How can compression help with Retrieval Augmented LMs?
So essentially,
"Using compressed summaries to provide extended context provides better RAG!"
Paper: RECOMP: Improving Retrieval-Augmented LMs with Compression and Selective Augmentation
Researchers from the University of Texas at Austin and the University of Washington are interested in figuring out strategies to reduce computational costs needed in the retrieval of relevant information for language models.
From previous research, we know that Retrieval-augmented language models (RALMs) show impressive performance on knowledge-intensive tasks but create a burden with the computation costs when we have large-scale data.
The main ideas from the paper involve using abstractive (generating summaries by synthesizing information from multiple documents) and extractive (selecting useful sentences from retrieved documents) compression to evaluate language modeling and open-domain question-answering tasks.
In the paper, they describe the following as their methodology:
The researchers used a manual analysis approach to label each summary with one of three labels: Not Faithful, Comprehensive, or Faithful and Not Comprehensive. The Faithful label indicates that the summary does not accurately convey the main idea of the passage, while the Comprehensive label indicates that the summary provides a complete and accurate summary of the passage
This allows for a more detailed understanding of the quality of the summaries and provides a basis for comparing the performance of different models.

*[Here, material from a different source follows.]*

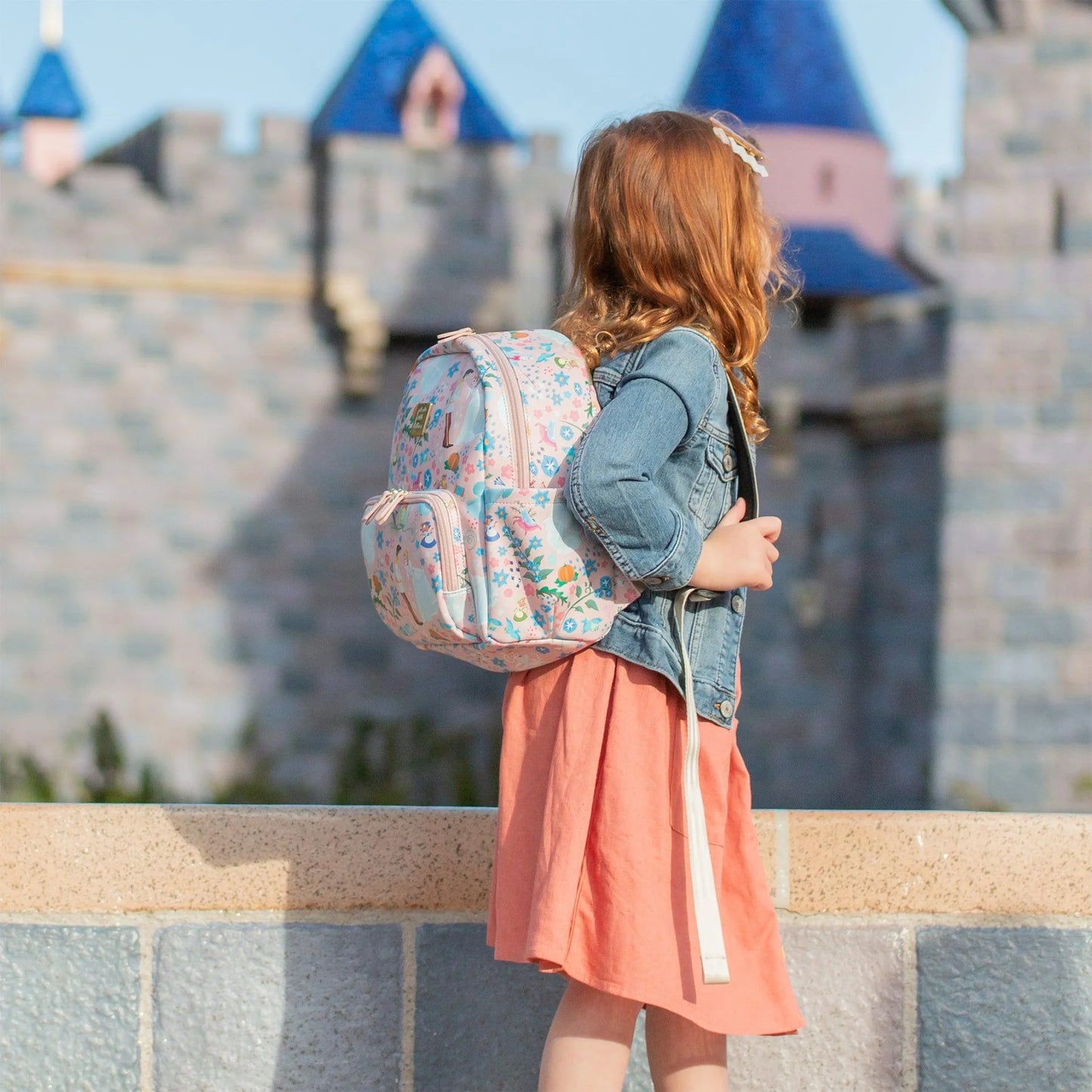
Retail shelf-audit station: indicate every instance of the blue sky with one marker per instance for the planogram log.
(557, 64)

The researchers evaluated the summaries using a dataset of 12 examples, with each example consisting of a query, passages, and a corresponding summary
The Not Faithful label was given to 41.40% of the summaries, indicating that they do not accurately convey the main idea of the passage.
The Comprehensive label was given to 35.20% of the summaries, indicating that they provide a complete and accurate summary of the passage.
The Faithful and Not Comprehensive label was given to 21.40% of the summaries, highlighting the importance of both accuracy and completeness.
Their future work would involve improving the accuracy of the summaries by developing different techniques for generating summaries. There are opportunities to explore other evaluation methods to assess the quality of the summaries, such as automated metrics or human evaluations. There are also ways to investigate the use of different types of data, such as multi-modal data or data from different domains, to improve the performance of the summarization models as well as examine the use of summarization in different languages or cultures, and explore ways to improve the accuracy of summaries in these contexts.
So essentially,
"Using compressed summaries to provide extended context provides better RAG!"